DynamoDB Tables – Stale Data Accumulation

Problem Faced:
Large volumes of stale data were accumulating, incurring costs without business value.
Optimization Done:
Introduced Time to Live (TTL) rules.
Final Approach Adopted:
TTL automatically removed outdated records. However, legacy data required manual updates.
Lesson: Design for TTL early in schema planning.

CloudWatch – Extremely Verbose Logs

Problem Faced:
Every user action, API call, and system event was being logged in maximum detail, including full stack traces — drastically increasing ingestion and storage costs.
Optimization Done:
Removed stack traces from logs.
Final Approach Adopted:
Best practices (implied):
- Log only what’s necessary
- Set log retention policies
- Reduce verbosity/log levels

Overprovisioned Resources

Problem Faced:
Services were overprovisioned — excess memory, unused CPU, dormant databases, and legacy microservices bloated the cost.
Optimization Done:
Focused on right-sizing and implementing autoscaling.
Final Approach Adopted:
Right-sizing just one service led to hundreds of thousands in annual savings.

Microservice Communication – Unnecessary API Calls

Problem Faced:
A single user request triggered a chain reaction of internal API calls. One legacy service caused 2.1 billion unnecessary API calls/day. Another frequently polled unchanged data due to a 1-minute cache TTL.
Optimization Done:
Audited services and analyzed data change patterns.
Final Approach Adopted:
- Disabled legacy service triggering excessive calls
- Increased cache TTL from 1 minute to 1 hour, reducing traffic by 60%
- Key lesson: Optimize service communication for cascading savings

Database Optimization – Unused Cost-Saving Features

Problem Faced:
Built-in AWS cost-saving features were never activated.
Optimization Done:
Applied pricing optimizations for DynamoDB and RDS.
Final Approach Adopted:
Switching one DB to Aurora IO-optimized config saved several hundred thousand dollars/year.
This pricing model favors high read/write workloads.
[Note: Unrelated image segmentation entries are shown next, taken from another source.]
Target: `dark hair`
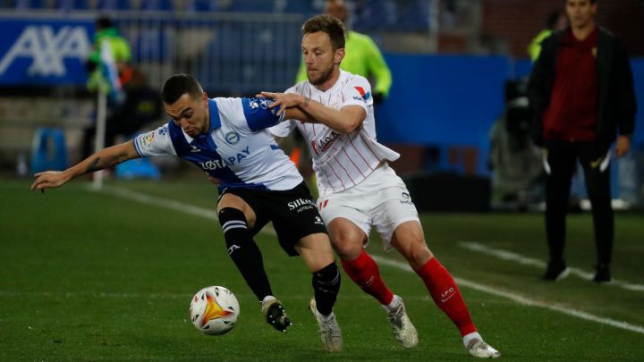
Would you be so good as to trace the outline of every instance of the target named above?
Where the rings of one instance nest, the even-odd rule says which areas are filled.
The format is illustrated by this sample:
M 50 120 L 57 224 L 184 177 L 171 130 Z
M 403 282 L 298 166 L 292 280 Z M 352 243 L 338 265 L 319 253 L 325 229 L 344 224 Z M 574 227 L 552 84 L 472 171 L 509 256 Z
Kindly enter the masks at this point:
M 346 29 L 340 19 L 326 14 L 316 15 L 302 25 L 303 35 L 318 31 L 328 34 L 334 50 L 344 47 Z
M 172 105 L 186 93 L 192 99 L 199 99 L 203 94 L 199 82 L 190 74 L 172 75 L 161 86 L 161 99 L 166 105 Z
M 557 21 L 559 21 L 559 17 L 562 16 L 562 12 L 555 10 L 547 17 L 547 20 L 546 21 L 546 29 L 554 29 L 556 26 Z

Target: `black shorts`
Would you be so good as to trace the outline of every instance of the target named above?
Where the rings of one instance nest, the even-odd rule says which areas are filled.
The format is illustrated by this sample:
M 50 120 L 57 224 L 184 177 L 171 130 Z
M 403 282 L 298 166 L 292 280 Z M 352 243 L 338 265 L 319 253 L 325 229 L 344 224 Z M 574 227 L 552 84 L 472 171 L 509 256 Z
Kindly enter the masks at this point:
M 292 257 L 299 255 L 293 247 L 301 239 L 318 232 L 326 233 L 315 200 L 304 182 L 283 191 L 225 189 L 222 196 L 225 194 L 239 196 L 255 212 L 257 219 L 250 229 L 252 235 L 259 232 L 268 222 L 273 222 L 280 246 Z

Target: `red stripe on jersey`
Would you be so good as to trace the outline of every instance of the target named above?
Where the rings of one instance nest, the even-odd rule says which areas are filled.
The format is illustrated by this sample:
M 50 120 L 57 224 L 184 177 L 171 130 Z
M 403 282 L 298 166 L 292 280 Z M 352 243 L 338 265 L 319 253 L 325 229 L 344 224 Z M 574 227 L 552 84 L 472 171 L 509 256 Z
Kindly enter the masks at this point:
M 376 156 L 376 153 L 375 153 L 375 152 L 373 151 L 373 149 L 371 149 L 371 147 L 369 146 L 369 143 L 371 142 L 371 139 L 367 138 L 367 139 L 365 139 L 365 137 L 364 137 L 364 135 L 362 135 L 362 133 L 360 133 L 360 137 L 362 139 L 362 142 L 364 142 L 365 146 L 367 146 L 367 148 L 369 148 L 369 151 L 371 151 L 371 153 L 373 154 L 374 157 L 376 157 L 376 159 L 378 160 L 377 156 Z M 378 160 L 378 161 L 380 161 L 380 160 Z
M 347 156 L 347 158 L 349 159 L 349 161 L 351 161 L 352 164 L 353 164 L 353 167 L 355 167 L 356 170 L 358 170 L 358 172 L 360 173 L 360 174 L 362 175 L 362 177 L 365 177 L 365 176 L 364 176 L 364 173 L 362 173 L 362 171 L 360 171 L 360 167 L 358 167 L 358 165 L 355 164 L 355 163 L 353 162 L 353 160 L 352 159 L 352 157 L 349 156 L 349 154 L 346 152 L 346 149 L 344 149 L 344 146 L 343 146 L 342 150 L 343 150 L 343 152 L 344 152 L 344 155 L 346 155 L 346 156 Z
M 351 175 L 349 174 L 349 172 L 347 171 L 347 169 L 345 169 L 344 166 L 342 165 L 342 164 L 340 163 L 340 161 L 338 161 L 338 159 L 335 158 L 335 156 L 334 156 L 333 157 L 334 157 L 334 160 L 335 160 L 335 162 L 340 165 L 340 167 L 342 167 L 342 169 L 344 170 L 344 173 L 347 174 L 347 177 L 349 178 L 349 180 L 351 180 L 352 182 L 353 182 L 353 186 L 355 186 L 356 183 L 355 183 L 355 181 L 353 181 L 353 179 L 351 177 Z M 343 186 L 344 186 L 344 185 L 343 185 Z
M 320 168 L 320 173 L 324 173 L 324 174 L 325 174 L 325 177 L 326 178 L 326 182 L 325 182 L 325 185 L 329 185 L 329 186 L 331 186 L 331 189 L 332 189 L 331 190 L 332 190 L 333 192 L 335 192 L 335 188 L 333 187 L 333 185 L 331 184 L 331 180 L 329 180 L 328 175 L 326 174 L 326 173 L 323 169 L 321 169 L 321 168 Z M 326 187 L 325 187 L 325 189 L 324 189 L 324 191 L 323 191 L 322 193 L 325 193 L 325 194 L 326 193 Z
M 352 147 L 353 147 L 353 149 L 355 149 L 356 152 L 358 153 L 358 155 L 360 156 L 360 158 L 362 158 L 362 161 L 365 162 L 365 164 L 367 164 L 367 166 L 368 166 L 369 168 L 370 168 L 371 171 L 374 171 L 374 168 L 371 167 L 371 164 L 369 164 L 369 162 L 367 162 L 367 160 L 366 160 L 366 159 L 364 158 L 364 156 L 362 156 L 362 153 L 360 153 L 360 151 L 359 151 L 358 148 L 355 147 L 355 145 L 353 144 L 353 141 L 352 140 L 351 137 L 349 137 L 349 135 L 346 135 L 346 136 L 347 136 L 347 139 L 349 139 L 349 143 L 352 144 Z
M 335 162 L 337 162 L 337 161 L 335 161 Z M 337 175 L 337 173 L 335 173 L 335 169 L 331 165 L 331 163 L 328 162 L 328 163 L 326 163 L 326 164 L 328 164 L 329 167 L 331 168 L 331 171 L 334 172 L 334 174 L 335 175 L 335 178 L 340 181 L 340 183 L 343 185 L 343 188 L 344 188 L 344 189 L 346 189 L 346 186 L 344 186 L 344 182 L 343 182 L 343 181 L 342 181 L 342 179 L 340 178 L 340 176 Z M 334 189 L 335 189 L 335 188 L 334 188 Z

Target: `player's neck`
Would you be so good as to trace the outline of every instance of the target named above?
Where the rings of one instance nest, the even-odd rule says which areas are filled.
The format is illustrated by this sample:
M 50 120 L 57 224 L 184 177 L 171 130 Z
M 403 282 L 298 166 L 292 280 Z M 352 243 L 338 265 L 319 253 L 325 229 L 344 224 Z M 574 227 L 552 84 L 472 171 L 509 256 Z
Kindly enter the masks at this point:
M 318 90 L 321 90 L 323 92 L 326 92 L 329 90 L 333 86 L 335 85 L 335 82 L 340 79 L 340 67 L 336 67 L 334 72 L 331 73 L 331 77 L 326 80 L 326 81 L 316 85 L 315 87 L 318 88 Z

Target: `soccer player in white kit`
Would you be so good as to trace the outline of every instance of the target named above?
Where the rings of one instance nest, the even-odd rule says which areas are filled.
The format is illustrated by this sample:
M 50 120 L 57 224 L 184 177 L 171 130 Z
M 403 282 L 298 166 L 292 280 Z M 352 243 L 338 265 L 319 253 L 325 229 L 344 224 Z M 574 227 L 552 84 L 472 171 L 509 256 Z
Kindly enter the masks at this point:
M 262 303 L 267 322 L 286 332 L 291 324 L 274 297 L 252 237 L 268 222 L 282 248 L 300 255 L 312 274 L 313 303 L 324 348 L 339 352 L 342 334 L 333 313 L 340 273 L 324 223 L 295 165 L 266 130 L 285 113 L 268 99 L 209 99 L 190 75 L 168 78 L 161 96 L 172 120 L 133 140 L 105 148 L 64 172 L 36 174 L 31 189 L 55 188 L 79 175 L 145 156 L 175 156 L 219 183 L 217 213 L 228 254 Z M 301 112 L 287 110 L 287 116 Z
M 322 123 L 291 120 L 270 131 L 285 137 L 297 128 L 308 141 L 320 193 L 318 206 L 344 271 L 387 311 L 396 340 L 414 347 L 418 336 L 402 299 L 387 288 L 364 250 L 374 225 L 385 248 L 397 249 L 425 282 L 436 306 L 458 327 L 468 351 L 479 358 L 499 357 L 477 331 L 452 275 L 428 248 L 409 191 L 386 164 L 399 155 L 376 139 L 369 81 L 340 70 L 343 24 L 333 16 L 318 15 L 304 23 L 302 34 L 308 80 L 285 93 L 262 96 L 275 100 L 271 107 L 297 107 L 305 118 Z

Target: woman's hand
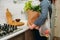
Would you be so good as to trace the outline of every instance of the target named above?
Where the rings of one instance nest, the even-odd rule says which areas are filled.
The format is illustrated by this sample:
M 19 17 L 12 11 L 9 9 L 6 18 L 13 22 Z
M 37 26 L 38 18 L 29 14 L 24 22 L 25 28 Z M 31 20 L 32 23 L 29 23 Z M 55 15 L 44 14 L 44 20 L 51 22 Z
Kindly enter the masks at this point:
M 37 29 L 39 30 L 39 26 L 35 25 L 35 24 L 32 24 L 29 26 L 30 29 Z
M 34 29 L 35 27 L 36 27 L 35 24 L 29 25 L 29 28 L 30 28 L 30 29 Z

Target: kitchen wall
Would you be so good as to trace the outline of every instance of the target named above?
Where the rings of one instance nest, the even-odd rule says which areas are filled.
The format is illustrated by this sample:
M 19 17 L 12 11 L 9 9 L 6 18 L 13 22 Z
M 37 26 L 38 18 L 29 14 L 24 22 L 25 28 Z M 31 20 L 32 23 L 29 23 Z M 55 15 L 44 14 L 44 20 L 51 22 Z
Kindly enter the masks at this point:
M 21 13 L 23 11 L 25 1 L 17 1 L 14 3 L 13 0 L 0 0 L 0 24 L 6 23 L 6 9 L 8 8 L 12 14 L 13 20 L 20 18 L 25 20 L 25 14 Z M 23 16 L 23 17 L 22 17 Z
M 60 0 L 56 0 L 56 18 L 55 18 L 55 34 L 54 36 L 60 37 Z
M 14 0 L 0 0 L 0 24 L 6 23 L 6 9 L 8 8 L 12 14 L 13 20 L 20 18 L 26 20 L 25 12 L 23 10 L 24 4 L 27 0 L 15 0 L 17 3 L 14 3 Z M 33 5 L 39 4 L 39 1 L 33 0 Z M 22 12 L 23 11 L 23 12 Z

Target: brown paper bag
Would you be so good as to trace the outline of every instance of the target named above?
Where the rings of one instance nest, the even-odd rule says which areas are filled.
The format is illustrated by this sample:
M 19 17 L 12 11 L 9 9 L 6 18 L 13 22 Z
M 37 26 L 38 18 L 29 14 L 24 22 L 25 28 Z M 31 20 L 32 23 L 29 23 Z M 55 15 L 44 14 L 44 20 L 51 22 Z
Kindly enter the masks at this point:
M 33 10 L 28 10 L 27 15 L 28 15 L 28 25 L 32 25 L 34 21 L 39 17 L 40 13 Z

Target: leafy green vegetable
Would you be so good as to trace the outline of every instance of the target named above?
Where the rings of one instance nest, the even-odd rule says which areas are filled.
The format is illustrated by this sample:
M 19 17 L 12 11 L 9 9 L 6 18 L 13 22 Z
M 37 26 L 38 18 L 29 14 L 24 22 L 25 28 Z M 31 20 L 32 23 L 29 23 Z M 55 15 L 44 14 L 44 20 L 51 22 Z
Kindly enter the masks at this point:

Reserved Instances – Inefficient Allocation

Problem Faced:
Reserved instance purchases were not aligned with usage patterns.
Optimization Done:
Improved analysis and planning for reserved instance purchases.
Final Approach Adopted:
Identified baseline usage across EC2, RDS, and ElastiCache.
Made bulk reserve purchases to secure long-term discounts.

Ongoing Monitoring & Reporting

Problem Faced:
A broader visibility crisis across services.
Optimization Done:
Expanded cloud monitoring.
Final Approach Adopted:
- Integrated cloud spending metrics (including OpenAI)
- Added weekly cost reports
- Enabled passive team-wide tracking

Key Takeaways

Visibility first – You can’t optimize what you can’t see
Right-sizing works – Overprovisioning adds up fast
Design for cost – Make smart decisions early (TTL, cache, logs)
Microservice traffic matters – Optimize communication and reduce internal API chatter
Small changes scale – Lifecycle rules, instance reservations, and config tweaks add up

Duolingo’s journey highlights how thoughtful engineering and cost awareness can lead to substantial savings—even at scale.